L’apparaturi

Nel dopoguerra e fino agli anni ’60 circa, con la ripresa economica, le chiese aperte al culto erano più numerose di oggi e le feste religiose si susseguivano una dopo un’altra. Ad ogni Santo da festeggiare la chiesa si “apparava” (arredava) con ornamenti fastosi barocchi, fatti di stoffe di seta, damasco e velluto che dal tetto scendevano fino a terra e ornati con frange e angeli di carta dorate. l’altare era generosamente adorno di fiori e l’illuminazione era fastosa.

La statua del santo da festeggiare, come avviene ancora oggi si portava in processione, posto su un carro o a spalla, ornato di angeli di cartapesta, palme, fiori, sete e lampadine o candele accese, tutto un addobbo pomposo.

Sia in chiesa che sul carro occorreva l’opera e l’esperienza dell’apparaturi, un mestiere oggi quasi scomparso. Le spese relative erano a carico della chiesa che provvedeva con i propri redditi, mentre le spese da affrontare fuori della chiesa, specialmente se si trattava della festività per il Patrono della città, provvedeva il Comune, che in quei giorni di festa provvedeva anche ad esporre la bandiera italiana in tutti gli uffici pubblici.

In quegli anni tutti gli ornamenti fatti in chiesa e sul carro erano opera di don Pippinu Vaiana, meglio conosciuto come “l’apparaturi” per antonomasia.   Egli apparteneva ad una famiglia che si è tramandato quel mestiere per varie generazioni. Il capostipite fu il padre Luigi Vaiana, che, assieme al figlio esercitavano anche il mestiere di fotografo. Don Pippinu ha tramandato questo mestiere al figlio Umberto, che a sua volta l’ha trasmesso a suo figlio Edoardo.

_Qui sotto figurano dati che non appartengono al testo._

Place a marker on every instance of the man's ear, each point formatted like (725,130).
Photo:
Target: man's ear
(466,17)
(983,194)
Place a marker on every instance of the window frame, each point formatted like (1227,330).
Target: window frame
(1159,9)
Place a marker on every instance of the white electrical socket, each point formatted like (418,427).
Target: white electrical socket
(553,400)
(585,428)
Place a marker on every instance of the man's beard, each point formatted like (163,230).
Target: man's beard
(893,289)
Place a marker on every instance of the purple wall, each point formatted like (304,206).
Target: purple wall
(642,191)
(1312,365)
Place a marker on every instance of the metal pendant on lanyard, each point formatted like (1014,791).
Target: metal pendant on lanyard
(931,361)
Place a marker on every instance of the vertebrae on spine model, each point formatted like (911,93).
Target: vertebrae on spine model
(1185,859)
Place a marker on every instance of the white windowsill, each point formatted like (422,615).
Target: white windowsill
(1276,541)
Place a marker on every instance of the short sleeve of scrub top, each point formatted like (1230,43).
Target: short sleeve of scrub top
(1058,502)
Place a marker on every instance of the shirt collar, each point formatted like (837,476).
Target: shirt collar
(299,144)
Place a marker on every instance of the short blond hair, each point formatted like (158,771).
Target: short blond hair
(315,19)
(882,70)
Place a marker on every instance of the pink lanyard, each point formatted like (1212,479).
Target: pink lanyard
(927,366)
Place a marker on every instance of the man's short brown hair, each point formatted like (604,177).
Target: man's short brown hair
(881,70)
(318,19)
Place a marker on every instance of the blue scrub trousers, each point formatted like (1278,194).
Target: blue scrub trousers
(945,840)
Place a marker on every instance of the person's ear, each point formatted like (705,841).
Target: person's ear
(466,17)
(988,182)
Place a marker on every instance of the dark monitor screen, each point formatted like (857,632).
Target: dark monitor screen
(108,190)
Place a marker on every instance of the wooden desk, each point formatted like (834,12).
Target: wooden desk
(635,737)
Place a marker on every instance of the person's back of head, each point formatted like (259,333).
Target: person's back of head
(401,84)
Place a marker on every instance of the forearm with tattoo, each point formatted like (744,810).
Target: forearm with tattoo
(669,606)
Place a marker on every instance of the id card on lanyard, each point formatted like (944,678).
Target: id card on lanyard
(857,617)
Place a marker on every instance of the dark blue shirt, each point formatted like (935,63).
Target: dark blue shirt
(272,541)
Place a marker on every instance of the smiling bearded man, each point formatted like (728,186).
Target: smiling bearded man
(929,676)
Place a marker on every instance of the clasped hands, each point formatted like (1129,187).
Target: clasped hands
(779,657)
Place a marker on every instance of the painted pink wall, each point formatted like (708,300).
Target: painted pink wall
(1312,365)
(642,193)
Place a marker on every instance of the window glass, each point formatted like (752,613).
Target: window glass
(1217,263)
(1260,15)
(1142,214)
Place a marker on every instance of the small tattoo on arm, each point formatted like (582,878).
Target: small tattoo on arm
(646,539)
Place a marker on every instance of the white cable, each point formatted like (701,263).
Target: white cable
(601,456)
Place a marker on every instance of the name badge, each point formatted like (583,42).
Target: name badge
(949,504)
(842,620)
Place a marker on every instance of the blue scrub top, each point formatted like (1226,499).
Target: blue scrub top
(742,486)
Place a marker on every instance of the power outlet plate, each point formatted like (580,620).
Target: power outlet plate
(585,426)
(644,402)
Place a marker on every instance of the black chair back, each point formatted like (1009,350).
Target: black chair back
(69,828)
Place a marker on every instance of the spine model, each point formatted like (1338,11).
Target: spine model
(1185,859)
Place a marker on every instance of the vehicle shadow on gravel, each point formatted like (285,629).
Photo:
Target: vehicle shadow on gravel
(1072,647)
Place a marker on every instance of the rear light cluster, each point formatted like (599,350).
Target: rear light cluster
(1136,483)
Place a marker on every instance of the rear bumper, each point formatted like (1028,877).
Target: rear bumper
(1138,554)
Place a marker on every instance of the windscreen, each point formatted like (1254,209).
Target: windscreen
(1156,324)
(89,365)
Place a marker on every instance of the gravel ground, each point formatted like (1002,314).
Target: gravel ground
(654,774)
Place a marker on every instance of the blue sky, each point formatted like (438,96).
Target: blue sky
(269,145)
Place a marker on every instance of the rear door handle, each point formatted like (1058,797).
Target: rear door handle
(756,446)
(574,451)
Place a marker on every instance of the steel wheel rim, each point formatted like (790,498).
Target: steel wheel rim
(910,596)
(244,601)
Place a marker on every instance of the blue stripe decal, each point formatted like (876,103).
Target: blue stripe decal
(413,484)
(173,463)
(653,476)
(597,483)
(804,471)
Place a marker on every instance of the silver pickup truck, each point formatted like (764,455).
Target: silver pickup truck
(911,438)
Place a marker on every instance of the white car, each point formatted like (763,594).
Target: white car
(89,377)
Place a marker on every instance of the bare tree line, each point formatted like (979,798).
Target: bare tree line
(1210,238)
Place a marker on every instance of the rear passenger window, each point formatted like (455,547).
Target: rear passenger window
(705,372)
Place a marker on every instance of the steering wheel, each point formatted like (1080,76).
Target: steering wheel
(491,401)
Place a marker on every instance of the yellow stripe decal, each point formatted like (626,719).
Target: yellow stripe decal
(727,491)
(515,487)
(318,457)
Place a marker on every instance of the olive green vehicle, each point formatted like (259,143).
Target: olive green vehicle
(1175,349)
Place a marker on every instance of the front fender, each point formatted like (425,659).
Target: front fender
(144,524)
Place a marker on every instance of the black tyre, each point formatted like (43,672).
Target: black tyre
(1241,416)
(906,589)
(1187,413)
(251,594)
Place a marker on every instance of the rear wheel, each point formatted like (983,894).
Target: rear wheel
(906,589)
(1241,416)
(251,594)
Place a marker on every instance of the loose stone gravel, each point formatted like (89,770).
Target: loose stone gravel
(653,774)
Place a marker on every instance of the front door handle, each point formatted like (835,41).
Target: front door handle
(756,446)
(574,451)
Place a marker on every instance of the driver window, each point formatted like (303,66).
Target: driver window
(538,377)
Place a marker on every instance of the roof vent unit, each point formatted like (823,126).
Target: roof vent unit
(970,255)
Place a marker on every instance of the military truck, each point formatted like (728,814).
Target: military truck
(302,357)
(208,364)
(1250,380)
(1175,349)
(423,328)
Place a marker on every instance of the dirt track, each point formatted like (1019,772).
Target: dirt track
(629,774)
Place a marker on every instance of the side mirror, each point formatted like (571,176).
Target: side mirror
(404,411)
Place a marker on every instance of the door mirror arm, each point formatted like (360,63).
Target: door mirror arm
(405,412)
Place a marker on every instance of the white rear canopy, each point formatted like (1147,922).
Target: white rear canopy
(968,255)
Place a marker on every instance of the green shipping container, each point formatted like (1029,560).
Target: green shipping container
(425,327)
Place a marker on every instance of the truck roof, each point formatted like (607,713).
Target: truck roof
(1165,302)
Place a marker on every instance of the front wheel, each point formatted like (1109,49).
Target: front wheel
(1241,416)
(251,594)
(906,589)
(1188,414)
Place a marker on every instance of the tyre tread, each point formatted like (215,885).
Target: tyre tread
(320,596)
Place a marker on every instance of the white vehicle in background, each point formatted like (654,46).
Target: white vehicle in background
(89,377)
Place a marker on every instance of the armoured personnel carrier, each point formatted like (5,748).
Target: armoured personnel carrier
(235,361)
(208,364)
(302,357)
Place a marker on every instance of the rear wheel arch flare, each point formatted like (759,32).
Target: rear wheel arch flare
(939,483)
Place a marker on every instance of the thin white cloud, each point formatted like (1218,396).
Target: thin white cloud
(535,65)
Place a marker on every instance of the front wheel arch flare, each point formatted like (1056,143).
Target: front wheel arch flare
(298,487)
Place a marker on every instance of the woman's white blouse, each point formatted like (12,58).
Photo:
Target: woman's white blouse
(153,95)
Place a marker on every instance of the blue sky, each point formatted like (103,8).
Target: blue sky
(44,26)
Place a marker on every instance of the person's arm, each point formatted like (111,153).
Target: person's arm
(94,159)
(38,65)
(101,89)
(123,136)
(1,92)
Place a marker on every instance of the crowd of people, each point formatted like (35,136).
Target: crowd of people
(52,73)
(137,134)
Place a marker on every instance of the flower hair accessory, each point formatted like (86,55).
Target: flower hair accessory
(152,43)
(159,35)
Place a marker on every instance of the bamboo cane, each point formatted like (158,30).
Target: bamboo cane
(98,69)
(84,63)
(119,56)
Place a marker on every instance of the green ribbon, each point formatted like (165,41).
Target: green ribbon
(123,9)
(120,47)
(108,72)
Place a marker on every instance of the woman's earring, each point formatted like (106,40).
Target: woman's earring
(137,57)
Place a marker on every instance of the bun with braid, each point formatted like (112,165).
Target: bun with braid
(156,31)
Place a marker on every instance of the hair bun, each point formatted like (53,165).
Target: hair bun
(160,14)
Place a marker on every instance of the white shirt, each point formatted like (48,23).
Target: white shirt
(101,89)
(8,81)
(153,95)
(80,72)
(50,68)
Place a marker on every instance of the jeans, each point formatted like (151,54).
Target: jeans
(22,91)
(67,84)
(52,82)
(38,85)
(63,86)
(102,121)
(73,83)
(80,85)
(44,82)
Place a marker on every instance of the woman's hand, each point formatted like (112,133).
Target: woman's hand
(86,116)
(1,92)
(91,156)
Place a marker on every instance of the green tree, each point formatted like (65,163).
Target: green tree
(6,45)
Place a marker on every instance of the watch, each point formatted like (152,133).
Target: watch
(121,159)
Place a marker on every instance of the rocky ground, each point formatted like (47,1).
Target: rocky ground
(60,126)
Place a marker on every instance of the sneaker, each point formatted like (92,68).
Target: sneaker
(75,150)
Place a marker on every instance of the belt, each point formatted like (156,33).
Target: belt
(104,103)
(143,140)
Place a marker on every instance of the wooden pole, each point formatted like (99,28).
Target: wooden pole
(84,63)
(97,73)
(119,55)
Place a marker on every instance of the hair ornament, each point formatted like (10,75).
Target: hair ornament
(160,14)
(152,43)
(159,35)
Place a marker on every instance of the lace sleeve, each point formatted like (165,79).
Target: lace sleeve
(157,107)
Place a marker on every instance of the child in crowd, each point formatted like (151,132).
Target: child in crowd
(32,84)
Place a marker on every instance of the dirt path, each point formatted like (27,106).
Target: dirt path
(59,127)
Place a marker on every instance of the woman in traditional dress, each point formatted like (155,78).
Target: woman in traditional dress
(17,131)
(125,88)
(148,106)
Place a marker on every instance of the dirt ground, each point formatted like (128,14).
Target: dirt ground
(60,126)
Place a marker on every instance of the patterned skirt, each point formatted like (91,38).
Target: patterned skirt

Don Pippinu era così noto ai Castelvetranesi, che un proverbio locale diceva: “cu t’apparà Vaiana?” Per significare: “come ti sei vestito? oppure: “chi ti ha vestito in quel modo”? Ma come concorrente di don Pippinu c’era in quegli anni suo cugino Nunzio Vaiana, pure “apparaturi”, con il quale erano in competizione. Con delle apposite modifiche egli ornava la chiesa anche in caso di matrimonio e all’occorrenza la sapeva ornare a lutto, come nel caso del Venerdì Santo o in caso di funerali. Inoltre, in occasione di alcune processioni come quella del “Signuri di lu tri di Maiu” (il SS. Crocifisso dei padri Cappuccini), in occasione del “posu” (sosta) organizzato dai fedeli, l’apparaturi preparava un altarino con tanti ornamenti di fiori, piante e statue o quadri di Santi e tovaglie bianche. Le spese relative erano a carico della chiesa che provvedeva con i propri redditi, mentre le spese da affrontare fuori della chiesa, specialmente se si trattava della festività per il Patrono della città, provvedeva il comune, che in quei giorni di festa provvedeva ad esporre la bandiera italiana in tutti gli uffici pubblici.

Don Pippinu Vaiana era anche uno specialista nel preparare i fantocci del “nannu e la nanna” da bruciare in Piazza la sera del martedì grasso “sdirri martiri”, a conclusione del Carnevale. Anche se si trattava di casi eccezionali, il Vaiana era capace di preparare in casa degli interessati, un vero altare, per potere effettuare la cerimonia religiosa del matrimonio.